The talks held from October 4 to 15 failed to reach a staff level agreement because of differences over the macroeconomic framework and uncertainty over the future of Pakistan’s economy, The Express Tribune reported.
The talks failed despite Pakistan having implemented a prior condition of increasing electricity and petroleum products prices. However, both sides have shown resolve to remain engaged.
In his attempts to conclude talks on a positive note, Pakistan Finance Minister Shaukat Tarin met with IMF managing director Christalina Georgieva and US Assistant Secretary of State for South and Central Asia Donald Lu.
However, it seemed both these meetings also remained unproductive, the report said. “The IMF team remains engaged with our Pakistani counterparts on moving forward our work agenda and we are looking forward to our continued discussions with the Pakistani authorities on the set of policies and reforms that could form the basis for the completion of the 6th review under the EFF [Extended Fund Facility],” Teresa Dabán Sanchez, the outgoing resident representative of the IMF was quoted as saying to The Express Tribune.
It was for the second time that Pakistan and the IMF could not find “basis for the completion of the 6th review”, as its first attempt made in June also remained futile. Pakistan and the IMF have so far failed to agree on the Memorandum of Economic and Financial Policies (MEFP) — which becomes the base for the bailout programme.

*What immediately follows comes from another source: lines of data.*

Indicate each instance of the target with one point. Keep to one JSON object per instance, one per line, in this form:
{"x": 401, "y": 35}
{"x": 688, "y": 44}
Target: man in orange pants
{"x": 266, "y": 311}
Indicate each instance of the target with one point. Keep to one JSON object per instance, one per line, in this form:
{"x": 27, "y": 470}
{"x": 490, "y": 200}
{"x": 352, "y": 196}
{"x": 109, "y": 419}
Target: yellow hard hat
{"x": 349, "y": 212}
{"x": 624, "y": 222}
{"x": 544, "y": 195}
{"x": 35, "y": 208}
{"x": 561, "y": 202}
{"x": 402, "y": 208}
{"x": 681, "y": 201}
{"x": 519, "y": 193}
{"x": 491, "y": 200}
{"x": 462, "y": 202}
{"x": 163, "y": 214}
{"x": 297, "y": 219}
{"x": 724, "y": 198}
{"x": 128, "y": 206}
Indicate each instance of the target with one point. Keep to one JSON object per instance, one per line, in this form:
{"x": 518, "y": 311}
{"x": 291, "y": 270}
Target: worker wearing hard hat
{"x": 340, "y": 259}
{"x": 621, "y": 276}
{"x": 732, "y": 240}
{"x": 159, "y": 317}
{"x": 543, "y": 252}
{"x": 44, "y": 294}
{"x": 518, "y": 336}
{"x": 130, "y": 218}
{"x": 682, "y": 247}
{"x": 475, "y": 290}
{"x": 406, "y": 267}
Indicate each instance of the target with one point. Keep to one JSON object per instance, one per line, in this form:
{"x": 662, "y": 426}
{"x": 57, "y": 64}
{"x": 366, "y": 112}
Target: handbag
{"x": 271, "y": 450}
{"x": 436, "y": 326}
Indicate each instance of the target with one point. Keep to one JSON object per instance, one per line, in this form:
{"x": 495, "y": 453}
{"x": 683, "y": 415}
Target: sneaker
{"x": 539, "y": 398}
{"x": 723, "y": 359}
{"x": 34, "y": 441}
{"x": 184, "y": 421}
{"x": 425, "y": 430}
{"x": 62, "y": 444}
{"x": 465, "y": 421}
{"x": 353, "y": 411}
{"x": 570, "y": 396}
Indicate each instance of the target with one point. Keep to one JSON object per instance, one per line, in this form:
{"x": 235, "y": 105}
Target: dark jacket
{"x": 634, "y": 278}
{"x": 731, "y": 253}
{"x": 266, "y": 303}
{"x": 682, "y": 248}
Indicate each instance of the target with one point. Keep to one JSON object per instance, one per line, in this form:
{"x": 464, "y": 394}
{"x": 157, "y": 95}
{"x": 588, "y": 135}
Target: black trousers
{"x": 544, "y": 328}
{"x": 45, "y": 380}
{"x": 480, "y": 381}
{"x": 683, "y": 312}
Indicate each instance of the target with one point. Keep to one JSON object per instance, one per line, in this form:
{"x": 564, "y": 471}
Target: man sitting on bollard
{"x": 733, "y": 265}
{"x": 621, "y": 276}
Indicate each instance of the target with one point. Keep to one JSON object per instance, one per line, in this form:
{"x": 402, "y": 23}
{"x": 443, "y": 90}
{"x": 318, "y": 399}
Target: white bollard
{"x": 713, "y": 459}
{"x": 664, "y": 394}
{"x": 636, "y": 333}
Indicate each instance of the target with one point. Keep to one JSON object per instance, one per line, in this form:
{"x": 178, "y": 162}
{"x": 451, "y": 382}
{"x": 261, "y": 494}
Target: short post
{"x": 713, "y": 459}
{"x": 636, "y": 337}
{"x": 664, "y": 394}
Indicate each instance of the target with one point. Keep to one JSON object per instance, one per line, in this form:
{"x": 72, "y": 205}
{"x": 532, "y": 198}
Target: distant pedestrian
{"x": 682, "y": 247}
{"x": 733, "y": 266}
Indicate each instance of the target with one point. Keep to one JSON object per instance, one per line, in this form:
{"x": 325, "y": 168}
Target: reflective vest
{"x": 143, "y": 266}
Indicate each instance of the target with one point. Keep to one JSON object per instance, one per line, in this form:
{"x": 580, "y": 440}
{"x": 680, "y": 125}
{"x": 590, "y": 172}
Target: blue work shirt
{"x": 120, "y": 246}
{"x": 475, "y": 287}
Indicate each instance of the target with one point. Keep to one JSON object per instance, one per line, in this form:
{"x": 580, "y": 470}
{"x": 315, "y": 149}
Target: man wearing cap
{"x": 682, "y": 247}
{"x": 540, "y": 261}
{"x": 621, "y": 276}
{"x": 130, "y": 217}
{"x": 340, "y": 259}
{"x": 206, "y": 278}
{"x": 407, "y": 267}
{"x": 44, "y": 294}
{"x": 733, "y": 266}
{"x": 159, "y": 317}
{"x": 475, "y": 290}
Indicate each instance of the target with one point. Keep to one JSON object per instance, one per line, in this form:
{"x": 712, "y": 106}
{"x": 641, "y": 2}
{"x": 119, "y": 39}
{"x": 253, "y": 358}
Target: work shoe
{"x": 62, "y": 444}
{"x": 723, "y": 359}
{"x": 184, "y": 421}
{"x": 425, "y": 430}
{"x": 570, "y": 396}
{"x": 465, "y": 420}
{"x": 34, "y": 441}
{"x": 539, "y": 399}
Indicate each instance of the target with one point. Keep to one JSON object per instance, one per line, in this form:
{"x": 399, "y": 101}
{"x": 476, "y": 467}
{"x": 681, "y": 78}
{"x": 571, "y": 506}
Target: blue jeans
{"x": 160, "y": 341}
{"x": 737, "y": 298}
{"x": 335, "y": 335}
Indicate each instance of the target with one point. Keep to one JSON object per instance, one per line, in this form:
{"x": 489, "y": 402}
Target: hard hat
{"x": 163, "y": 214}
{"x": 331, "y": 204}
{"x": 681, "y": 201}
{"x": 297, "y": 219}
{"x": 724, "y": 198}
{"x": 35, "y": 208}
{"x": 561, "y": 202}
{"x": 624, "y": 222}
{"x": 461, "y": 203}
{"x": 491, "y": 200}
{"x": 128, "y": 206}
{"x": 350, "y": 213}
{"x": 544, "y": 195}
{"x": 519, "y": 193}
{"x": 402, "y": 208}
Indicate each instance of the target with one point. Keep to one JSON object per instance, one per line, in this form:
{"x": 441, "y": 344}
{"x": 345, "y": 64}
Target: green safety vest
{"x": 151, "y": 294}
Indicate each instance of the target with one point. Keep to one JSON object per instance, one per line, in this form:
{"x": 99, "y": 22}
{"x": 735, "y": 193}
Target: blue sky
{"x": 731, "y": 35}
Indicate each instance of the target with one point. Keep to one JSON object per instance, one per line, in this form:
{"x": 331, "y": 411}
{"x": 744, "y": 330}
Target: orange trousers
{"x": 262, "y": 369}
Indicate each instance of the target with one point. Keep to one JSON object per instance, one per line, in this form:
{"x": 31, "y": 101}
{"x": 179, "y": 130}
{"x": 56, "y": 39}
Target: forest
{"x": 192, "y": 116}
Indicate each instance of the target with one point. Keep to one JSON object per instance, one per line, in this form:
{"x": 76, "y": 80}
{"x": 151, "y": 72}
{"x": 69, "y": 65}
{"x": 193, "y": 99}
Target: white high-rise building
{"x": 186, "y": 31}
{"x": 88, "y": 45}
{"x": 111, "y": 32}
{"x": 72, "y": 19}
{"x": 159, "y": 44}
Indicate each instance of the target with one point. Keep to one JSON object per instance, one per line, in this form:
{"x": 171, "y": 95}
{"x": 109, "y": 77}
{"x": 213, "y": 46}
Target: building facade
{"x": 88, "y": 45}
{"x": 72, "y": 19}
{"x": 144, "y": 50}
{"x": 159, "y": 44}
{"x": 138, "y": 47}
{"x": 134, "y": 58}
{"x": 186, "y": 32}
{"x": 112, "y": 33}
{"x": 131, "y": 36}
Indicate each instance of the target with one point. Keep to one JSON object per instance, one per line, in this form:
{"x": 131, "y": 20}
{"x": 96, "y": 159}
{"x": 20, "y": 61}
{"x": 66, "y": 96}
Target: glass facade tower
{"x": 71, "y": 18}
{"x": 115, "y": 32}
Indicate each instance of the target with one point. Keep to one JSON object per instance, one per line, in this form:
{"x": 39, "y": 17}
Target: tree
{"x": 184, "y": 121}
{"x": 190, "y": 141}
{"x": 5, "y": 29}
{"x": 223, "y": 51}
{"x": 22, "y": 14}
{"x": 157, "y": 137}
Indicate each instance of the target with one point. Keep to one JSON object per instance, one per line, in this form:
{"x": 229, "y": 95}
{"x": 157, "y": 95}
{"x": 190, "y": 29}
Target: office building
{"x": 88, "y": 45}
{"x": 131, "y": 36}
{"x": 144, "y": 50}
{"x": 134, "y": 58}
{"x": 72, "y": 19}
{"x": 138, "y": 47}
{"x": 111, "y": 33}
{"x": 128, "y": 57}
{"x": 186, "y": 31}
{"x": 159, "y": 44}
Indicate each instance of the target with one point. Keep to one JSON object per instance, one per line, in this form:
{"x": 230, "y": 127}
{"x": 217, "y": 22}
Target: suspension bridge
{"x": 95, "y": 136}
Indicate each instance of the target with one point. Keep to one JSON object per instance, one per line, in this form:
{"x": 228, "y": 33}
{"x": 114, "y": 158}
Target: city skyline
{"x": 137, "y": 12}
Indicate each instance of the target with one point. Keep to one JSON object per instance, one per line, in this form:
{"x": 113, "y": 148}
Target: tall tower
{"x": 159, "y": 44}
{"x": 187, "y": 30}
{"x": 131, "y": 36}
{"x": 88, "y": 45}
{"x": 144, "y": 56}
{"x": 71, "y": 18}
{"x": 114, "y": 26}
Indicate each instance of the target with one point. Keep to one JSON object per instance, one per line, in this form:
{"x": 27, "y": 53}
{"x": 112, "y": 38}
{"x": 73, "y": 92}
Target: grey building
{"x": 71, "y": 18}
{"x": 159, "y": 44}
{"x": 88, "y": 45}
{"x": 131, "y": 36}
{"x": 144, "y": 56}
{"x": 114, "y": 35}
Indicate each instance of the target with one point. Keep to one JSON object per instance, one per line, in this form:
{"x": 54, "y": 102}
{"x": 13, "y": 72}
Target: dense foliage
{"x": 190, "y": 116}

The report, citing sources, said that both sides have not yet exchanged the final macroeconomic positions — a job that should have been completed on October 8. Pakistan and the IMF could not agree on the quantum of additional taxes and the roadmap for fiscal stability of the power sector, the sources added.
There were also issues about increase in gas prices and the measures needed to contain the current account deficit to a manageable level.
Pakistan had shared some statistics with the IMF on power and gas tariffs and tax collection and “they are validating the numbers we shared with them and will get back to us”, said Tarin while addressing a news conference in Washington at the conclusion of his visit.
Usually, the numbers are agreed upon, at least in principle, before the start of the policy-level talks. However, both the two sides did not exchange the critical tables related to the general government budget due to the nature of differences, the sources said.